Saturday, November 11, 2017

The Good Old Days—or were they?

Two longtime friends came for chili and conversation last night, women I’ve known since at least the seventies. All of us were once married to doctors. One, like me, is a divorcee, left by a husband who moved on to greener fields without the responsibility of kids; the other was widowed way too young by a heart attack that shouldn’t have happened. Today, we have outlived all three men—there’s a message there, though I’m not sure what it is.

But we talked about those heady days. We were young, happy, with young children—perfect families, we thought. Our husbands were newly out of residencies and in practice, and our lives were filled with camaraderie, conventions, cruises, and more money that any of us had ever known. (Those days are long gone for docs today, a fact I view with mixed emotions.) But as we talked, we recognized that those days weren’t quite as golden as we thought, that there was an undercurrent of tension, the feeling we were in a balloon that could pop at any time. It was an unreal existence, as though we were dancing too hard to keep our fears and doubts at bay. It was good to share.

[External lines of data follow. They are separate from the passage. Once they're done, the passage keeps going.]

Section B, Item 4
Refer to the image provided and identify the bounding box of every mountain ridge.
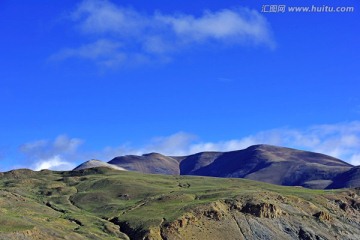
[73,144,358,189]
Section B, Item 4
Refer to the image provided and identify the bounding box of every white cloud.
[72,0,146,36]
[20,135,83,158]
[50,39,130,67]
[188,137,256,154]
[20,135,83,171]
[52,0,274,66]
[96,132,197,158]
[52,39,122,60]
[53,135,83,153]
[144,132,198,156]
[157,8,273,45]
[349,154,360,166]
[34,155,76,171]
[20,140,48,154]
[188,121,360,166]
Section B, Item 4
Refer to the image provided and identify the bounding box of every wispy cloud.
[99,121,360,166]
[157,8,273,45]
[20,135,83,171]
[51,0,274,66]
[71,0,146,36]
[95,132,198,159]
[52,39,121,60]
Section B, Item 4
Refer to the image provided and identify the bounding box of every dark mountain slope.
[178,151,223,175]
[178,145,352,188]
[327,166,360,189]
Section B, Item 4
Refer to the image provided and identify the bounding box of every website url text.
[262,5,355,13]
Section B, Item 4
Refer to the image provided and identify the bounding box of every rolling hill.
[0,168,359,239]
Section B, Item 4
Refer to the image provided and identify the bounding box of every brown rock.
[313,211,332,222]
[241,202,283,218]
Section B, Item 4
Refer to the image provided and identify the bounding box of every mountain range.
[1,144,360,239]
[74,144,359,189]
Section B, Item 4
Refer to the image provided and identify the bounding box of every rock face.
[241,202,283,218]
[313,211,332,222]
[74,144,359,189]
[73,159,127,171]
[158,193,360,240]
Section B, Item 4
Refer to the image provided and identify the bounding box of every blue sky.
[1,0,359,171]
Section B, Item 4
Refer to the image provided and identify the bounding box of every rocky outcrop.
[241,202,283,218]
[313,211,332,222]
[158,192,360,240]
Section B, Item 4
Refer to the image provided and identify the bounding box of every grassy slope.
[0,168,351,239]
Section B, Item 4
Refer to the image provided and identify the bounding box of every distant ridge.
[73,144,358,189]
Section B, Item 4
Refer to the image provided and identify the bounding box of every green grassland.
[0,168,347,239]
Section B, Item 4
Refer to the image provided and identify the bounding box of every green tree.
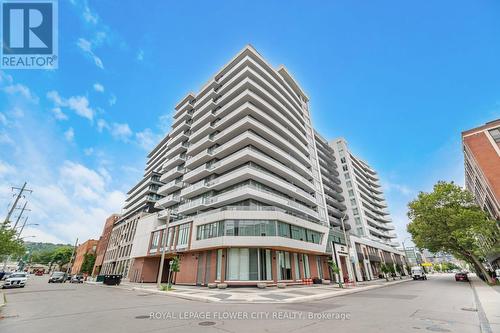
[407,181,499,284]
[51,246,74,271]
[380,263,390,281]
[0,226,25,260]
[328,260,343,288]
[80,253,96,274]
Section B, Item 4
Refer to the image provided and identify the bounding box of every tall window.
[293,253,300,280]
[277,251,292,280]
[316,257,323,279]
[226,248,259,281]
[302,254,311,278]
[150,231,160,252]
[176,223,191,249]
[215,249,223,281]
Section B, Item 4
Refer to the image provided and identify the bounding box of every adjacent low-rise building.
[92,214,120,276]
[71,239,98,275]
[462,119,500,268]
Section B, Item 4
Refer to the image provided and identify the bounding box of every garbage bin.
[103,274,122,286]
[96,275,105,282]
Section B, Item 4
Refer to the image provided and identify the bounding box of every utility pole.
[17,216,29,238]
[3,182,32,226]
[13,201,30,229]
[65,238,78,279]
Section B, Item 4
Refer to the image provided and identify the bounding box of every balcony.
[179,182,319,220]
[180,179,210,198]
[163,153,186,171]
[170,119,192,137]
[160,166,185,183]
[157,179,184,196]
[164,141,189,160]
[155,194,180,209]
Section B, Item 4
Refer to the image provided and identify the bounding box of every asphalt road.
[0,273,482,333]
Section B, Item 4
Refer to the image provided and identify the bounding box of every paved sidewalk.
[92,277,413,304]
[470,275,500,333]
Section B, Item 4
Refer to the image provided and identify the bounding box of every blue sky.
[0,0,499,245]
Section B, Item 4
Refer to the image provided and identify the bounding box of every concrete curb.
[469,276,498,333]
[0,291,6,309]
[128,278,413,304]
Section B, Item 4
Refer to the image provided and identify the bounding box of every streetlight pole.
[401,238,412,275]
[157,210,171,289]
[339,212,354,282]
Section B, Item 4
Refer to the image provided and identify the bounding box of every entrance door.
[196,253,205,286]
[339,256,349,282]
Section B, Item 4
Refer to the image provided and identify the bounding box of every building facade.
[97,45,407,286]
[100,137,170,277]
[92,214,120,276]
[462,119,500,268]
[462,119,500,221]
[127,45,337,286]
[330,138,399,248]
[71,239,98,275]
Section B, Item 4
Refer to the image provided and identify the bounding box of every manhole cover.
[461,307,478,312]
[426,326,450,332]
[135,315,150,319]
[199,321,216,326]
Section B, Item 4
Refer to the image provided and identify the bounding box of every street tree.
[80,253,96,274]
[407,181,498,284]
[0,226,25,260]
[327,260,343,288]
[51,246,74,271]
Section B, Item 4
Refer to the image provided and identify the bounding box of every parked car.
[2,272,27,288]
[411,266,427,280]
[455,272,469,282]
[48,271,66,283]
[35,270,44,276]
[70,274,84,283]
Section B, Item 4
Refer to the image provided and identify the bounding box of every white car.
[2,272,28,288]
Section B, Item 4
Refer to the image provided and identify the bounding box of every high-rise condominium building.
[100,45,405,285]
[462,119,500,221]
[100,136,169,276]
[127,45,339,285]
[331,138,399,248]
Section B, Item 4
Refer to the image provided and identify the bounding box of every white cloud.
[47,90,95,121]
[64,127,74,142]
[108,94,117,106]
[77,38,104,69]
[136,128,159,150]
[97,118,109,132]
[67,96,94,120]
[84,147,94,156]
[137,49,144,61]
[110,122,133,141]
[382,180,413,196]
[0,160,15,177]
[83,4,98,24]
[3,83,39,103]
[158,113,173,133]
[93,83,104,93]
[51,107,68,120]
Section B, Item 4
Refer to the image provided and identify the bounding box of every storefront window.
[302,254,311,278]
[277,251,292,280]
[293,253,300,280]
[225,248,274,281]
[216,249,222,281]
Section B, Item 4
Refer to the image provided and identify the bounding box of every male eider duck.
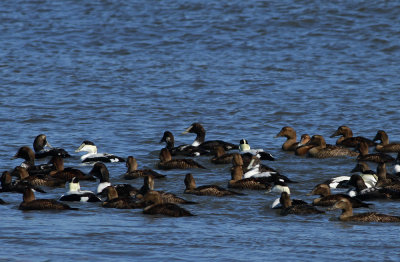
[59,177,101,202]
[305,135,359,158]
[75,140,125,163]
[89,162,138,197]
[279,192,324,216]
[182,122,238,152]
[356,141,395,163]
[308,184,370,208]
[142,191,194,217]
[238,139,275,161]
[123,156,166,180]
[19,188,78,211]
[158,148,205,170]
[160,131,208,156]
[184,173,244,196]
[329,198,400,222]
[373,130,400,153]
[102,186,144,209]
[275,126,300,151]
[330,126,375,147]
[48,156,96,182]
[33,134,70,159]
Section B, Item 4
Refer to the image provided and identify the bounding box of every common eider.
[279,192,324,216]
[142,191,194,217]
[373,130,400,153]
[123,156,166,180]
[158,148,206,170]
[75,140,125,163]
[19,188,78,211]
[59,177,101,202]
[184,173,244,196]
[306,135,359,158]
[330,126,375,147]
[33,134,70,159]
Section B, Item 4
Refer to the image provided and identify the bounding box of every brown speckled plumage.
[356,141,395,163]
[123,156,166,179]
[330,126,375,147]
[19,188,77,211]
[184,173,244,196]
[309,184,370,208]
[373,130,400,153]
[279,192,324,216]
[306,135,359,158]
[158,148,205,170]
[142,191,194,217]
[228,166,272,190]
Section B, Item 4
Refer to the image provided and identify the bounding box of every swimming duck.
[102,186,144,209]
[75,140,125,163]
[373,130,400,153]
[238,139,275,161]
[158,148,206,170]
[294,134,313,156]
[160,131,209,156]
[356,141,395,163]
[350,161,378,187]
[210,146,234,165]
[306,135,359,158]
[228,166,272,190]
[329,198,400,222]
[0,171,46,193]
[142,191,194,217]
[373,162,400,189]
[33,134,70,159]
[123,156,166,180]
[308,184,370,208]
[48,156,96,182]
[346,174,400,200]
[182,122,238,151]
[89,162,138,197]
[13,166,65,188]
[275,126,300,151]
[279,192,324,216]
[330,126,375,147]
[59,177,101,202]
[11,146,54,175]
[184,173,244,196]
[19,188,78,211]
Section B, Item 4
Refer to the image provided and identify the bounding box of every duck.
[182,122,238,152]
[228,165,272,190]
[346,174,400,200]
[142,191,194,217]
[294,134,313,156]
[33,134,70,159]
[160,131,209,156]
[350,161,378,188]
[279,192,324,216]
[305,135,359,158]
[329,198,400,222]
[322,176,352,189]
[123,156,166,180]
[102,186,144,209]
[19,188,78,211]
[158,148,206,170]
[0,171,46,193]
[48,156,96,182]
[184,173,244,196]
[373,162,400,189]
[268,180,308,209]
[308,183,371,208]
[75,140,125,163]
[373,130,400,153]
[11,146,54,175]
[356,141,395,163]
[275,126,300,151]
[210,146,234,164]
[89,162,138,197]
[59,177,101,202]
[238,139,275,161]
[330,126,375,147]
[13,166,65,188]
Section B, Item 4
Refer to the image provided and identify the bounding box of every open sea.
[1,0,400,261]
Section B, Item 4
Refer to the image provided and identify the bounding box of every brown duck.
[158,148,206,170]
[142,191,194,217]
[356,141,395,163]
[123,156,166,179]
[306,135,359,158]
[228,166,272,190]
[19,188,78,211]
[184,173,244,196]
[102,186,144,209]
[279,192,324,216]
[48,156,96,182]
[330,126,375,147]
[373,130,400,153]
[275,126,300,151]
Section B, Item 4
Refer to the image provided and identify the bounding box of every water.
[1,0,400,261]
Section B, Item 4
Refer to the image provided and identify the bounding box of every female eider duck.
[48,156,96,182]
[158,148,205,170]
[228,165,272,190]
[356,141,395,163]
[102,186,144,209]
[184,173,244,196]
[11,146,54,175]
[160,131,208,156]
[211,146,235,165]
[305,135,359,158]
[294,134,313,156]
[89,162,138,197]
[1,171,46,193]
[123,156,166,180]
[59,177,101,202]
[13,166,65,188]
[142,191,194,217]
[275,126,301,151]
[182,122,238,152]
[308,183,370,208]
[19,188,78,211]
[33,134,70,159]
[329,198,400,222]
[330,126,375,147]
[75,140,125,163]
[373,130,400,153]
[279,192,324,216]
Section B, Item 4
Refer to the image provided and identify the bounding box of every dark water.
[1,0,400,261]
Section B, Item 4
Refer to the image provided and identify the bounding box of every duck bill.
[75,143,85,152]
[182,125,193,134]
[330,130,340,138]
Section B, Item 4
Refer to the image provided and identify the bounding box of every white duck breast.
[75,141,125,163]
[59,178,101,202]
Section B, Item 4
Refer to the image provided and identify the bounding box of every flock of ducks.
[2,123,400,221]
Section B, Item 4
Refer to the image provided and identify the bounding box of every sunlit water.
[1,0,400,261]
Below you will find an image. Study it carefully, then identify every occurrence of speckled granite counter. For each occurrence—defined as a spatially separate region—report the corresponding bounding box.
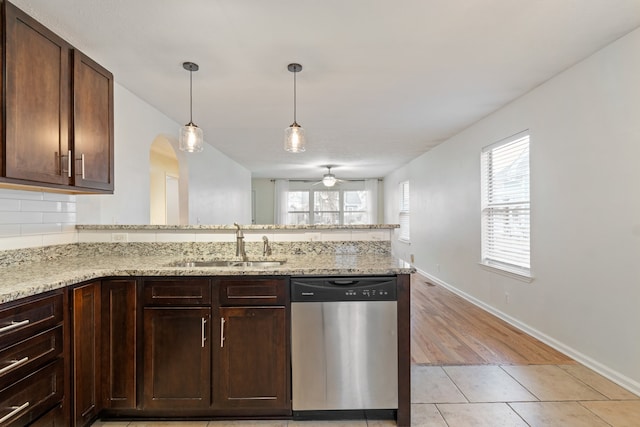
[75,224,399,230]
[0,252,414,304]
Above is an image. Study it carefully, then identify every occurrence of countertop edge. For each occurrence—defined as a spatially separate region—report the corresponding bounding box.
[76,224,400,231]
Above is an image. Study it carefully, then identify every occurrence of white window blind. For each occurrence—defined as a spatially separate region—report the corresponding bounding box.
[399,181,410,241]
[481,132,530,276]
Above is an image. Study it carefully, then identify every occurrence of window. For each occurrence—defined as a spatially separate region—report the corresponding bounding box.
[314,190,340,224]
[287,191,309,225]
[285,186,372,225]
[481,131,530,277]
[398,181,410,242]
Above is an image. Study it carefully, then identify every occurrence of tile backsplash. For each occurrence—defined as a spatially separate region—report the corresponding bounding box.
[0,189,78,249]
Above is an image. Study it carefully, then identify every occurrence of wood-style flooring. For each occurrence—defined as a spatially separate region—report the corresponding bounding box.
[410,274,575,365]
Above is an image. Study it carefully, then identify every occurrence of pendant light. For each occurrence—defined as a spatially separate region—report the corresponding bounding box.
[284,63,306,153]
[179,61,204,153]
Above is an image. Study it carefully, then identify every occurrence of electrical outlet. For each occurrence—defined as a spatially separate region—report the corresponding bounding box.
[112,233,128,242]
[410,254,415,263]
[505,292,510,304]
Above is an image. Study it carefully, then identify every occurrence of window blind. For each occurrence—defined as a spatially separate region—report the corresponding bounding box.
[481,132,530,275]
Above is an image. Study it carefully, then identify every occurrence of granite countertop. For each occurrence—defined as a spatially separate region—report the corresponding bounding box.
[76,224,400,230]
[0,253,414,304]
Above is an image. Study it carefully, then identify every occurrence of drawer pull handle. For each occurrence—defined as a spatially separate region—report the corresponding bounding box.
[0,319,30,333]
[0,401,30,424]
[0,356,29,375]
[201,317,207,348]
[220,317,226,348]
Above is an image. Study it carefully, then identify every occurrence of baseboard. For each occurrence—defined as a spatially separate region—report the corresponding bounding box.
[415,267,640,397]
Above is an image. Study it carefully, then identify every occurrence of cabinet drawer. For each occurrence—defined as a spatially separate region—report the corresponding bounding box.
[143,279,211,306]
[0,359,63,427]
[29,402,64,427]
[0,293,63,347]
[0,326,62,386]
[219,278,287,306]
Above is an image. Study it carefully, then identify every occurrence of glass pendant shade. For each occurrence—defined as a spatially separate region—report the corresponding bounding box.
[179,61,203,153]
[179,122,204,152]
[322,173,337,187]
[284,122,306,153]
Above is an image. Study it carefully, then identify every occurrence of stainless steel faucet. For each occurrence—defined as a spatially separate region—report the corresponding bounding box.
[233,222,248,261]
[262,236,272,256]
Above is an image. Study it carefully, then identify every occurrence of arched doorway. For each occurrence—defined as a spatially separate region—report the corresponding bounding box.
[150,137,180,224]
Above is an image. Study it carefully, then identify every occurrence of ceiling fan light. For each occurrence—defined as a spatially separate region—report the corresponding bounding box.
[322,174,337,187]
[179,122,204,152]
[284,122,306,153]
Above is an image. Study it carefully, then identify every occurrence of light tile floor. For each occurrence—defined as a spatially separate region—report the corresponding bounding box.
[92,364,640,427]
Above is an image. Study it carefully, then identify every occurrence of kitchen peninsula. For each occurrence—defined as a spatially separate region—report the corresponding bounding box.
[0,224,413,426]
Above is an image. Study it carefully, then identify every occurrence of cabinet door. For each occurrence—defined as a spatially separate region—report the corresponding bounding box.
[72,49,114,192]
[3,2,71,185]
[213,306,289,413]
[72,282,101,427]
[101,280,137,409]
[143,308,210,410]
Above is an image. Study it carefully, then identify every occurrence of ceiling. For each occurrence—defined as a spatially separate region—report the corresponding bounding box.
[12,0,640,180]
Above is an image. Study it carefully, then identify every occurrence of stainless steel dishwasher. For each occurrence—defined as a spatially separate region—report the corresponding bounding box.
[290,276,398,413]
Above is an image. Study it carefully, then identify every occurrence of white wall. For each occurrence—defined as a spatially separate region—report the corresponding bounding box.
[76,82,252,226]
[186,148,251,225]
[384,168,411,262]
[385,28,640,393]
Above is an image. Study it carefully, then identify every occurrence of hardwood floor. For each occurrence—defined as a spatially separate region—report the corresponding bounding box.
[410,274,575,365]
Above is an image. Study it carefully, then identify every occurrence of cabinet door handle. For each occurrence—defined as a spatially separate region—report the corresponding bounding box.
[0,356,29,375]
[0,319,30,334]
[81,153,86,179]
[201,317,207,348]
[220,317,226,348]
[0,401,30,424]
[68,150,72,178]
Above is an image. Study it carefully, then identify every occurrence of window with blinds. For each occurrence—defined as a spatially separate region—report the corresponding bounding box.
[399,181,410,242]
[481,131,530,276]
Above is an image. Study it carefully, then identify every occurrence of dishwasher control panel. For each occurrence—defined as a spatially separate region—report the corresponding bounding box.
[291,276,397,302]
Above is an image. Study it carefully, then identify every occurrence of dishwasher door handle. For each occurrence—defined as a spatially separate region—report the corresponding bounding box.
[328,280,359,286]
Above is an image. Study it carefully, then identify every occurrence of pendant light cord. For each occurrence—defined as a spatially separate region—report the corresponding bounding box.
[189,68,194,124]
[293,68,297,124]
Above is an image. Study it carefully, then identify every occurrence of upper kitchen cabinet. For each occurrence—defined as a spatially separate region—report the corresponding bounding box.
[72,50,114,192]
[0,1,114,193]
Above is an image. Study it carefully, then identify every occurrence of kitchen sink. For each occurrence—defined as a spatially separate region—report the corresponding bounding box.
[168,260,286,268]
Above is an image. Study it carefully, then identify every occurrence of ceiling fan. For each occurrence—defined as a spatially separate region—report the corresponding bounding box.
[313,165,345,187]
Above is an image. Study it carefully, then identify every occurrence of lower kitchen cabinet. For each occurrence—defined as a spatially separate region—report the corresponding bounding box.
[213,306,289,414]
[101,279,137,410]
[71,281,101,427]
[142,307,211,410]
[30,403,65,427]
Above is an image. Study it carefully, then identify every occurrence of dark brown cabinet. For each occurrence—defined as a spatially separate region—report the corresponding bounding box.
[101,279,137,410]
[214,306,288,413]
[2,0,71,186]
[72,50,114,192]
[0,291,65,427]
[142,279,211,411]
[0,0,114,193]
[71,282,101,426]
[30,403,65,427]
[213,278,290,415]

I often think today’s good times are better. I never remarried because I only met one man who I thought would love my children as much as I did and who I wouldn’t have hesitated to welcome into our close family circle. (I saw too many women who concentrated on having a man in their life to the detriment of their children.) It didn’t work out for other reasons, and I have been single since the early eighties It’s been a great life, and I don’t think I’d trade. Two good careers—one at the TCU Press and one as an author, and a close family that I adore. Yes, I’ve been blessed.

The last few days I’ve been grateful for the blessings of my life, mostly because I had lots of visiting and getting out. One night dinner pal Betty and I went to her restaurant, the Star Café, and shared a tenderloin and baked potato—absolutely wonderful. Last night, my visit with the two friends, plus suddenly there were others in my cottage, carrying their wine—a woman I looked forward to meeting and hope to visit with more another night, and a woman I really like and admire but see infrequently. Today I had lunch with friend Carol, and we discovered at Lucille’s that it’s Lobsterama—a lobster roll and good conversation as I caught up with her recent trip to Australia.

There’s been a long thread on a subgroup of Sisters in Crime about whether you are an extrovert or an introvert. I think, like a lot of people, I’m a mix of the two. But I find being semi-housebound as I am and dependent on others to get out, I am tending more toward introvert. Some days it seems a big effort to gear up and get out, and those are the days I tell myself I need a social life and I need to get out and about. I need to make that effort and not spend the day at my computer in my pajamas. I’m working on not being an introvert, because that’s not how I want to live my life.

No big cocktail parties or cruise ships with six thousand people, thank you. But a quiet lunch or supper with from two to six people? Count me a happy camper. Too much solitude isn’t good for my mental health.

A big oops: I forgot to stand and face east at eleven this morning, in honor of our fallen soldiers. But a flag flew proudly at the foot of our driveway, and I hope each and every one of you remembered to say a prayer for our fallen soldiers, veterans, both those with severe problems and those who seem to have survived relatively unscathed, and those who serve today.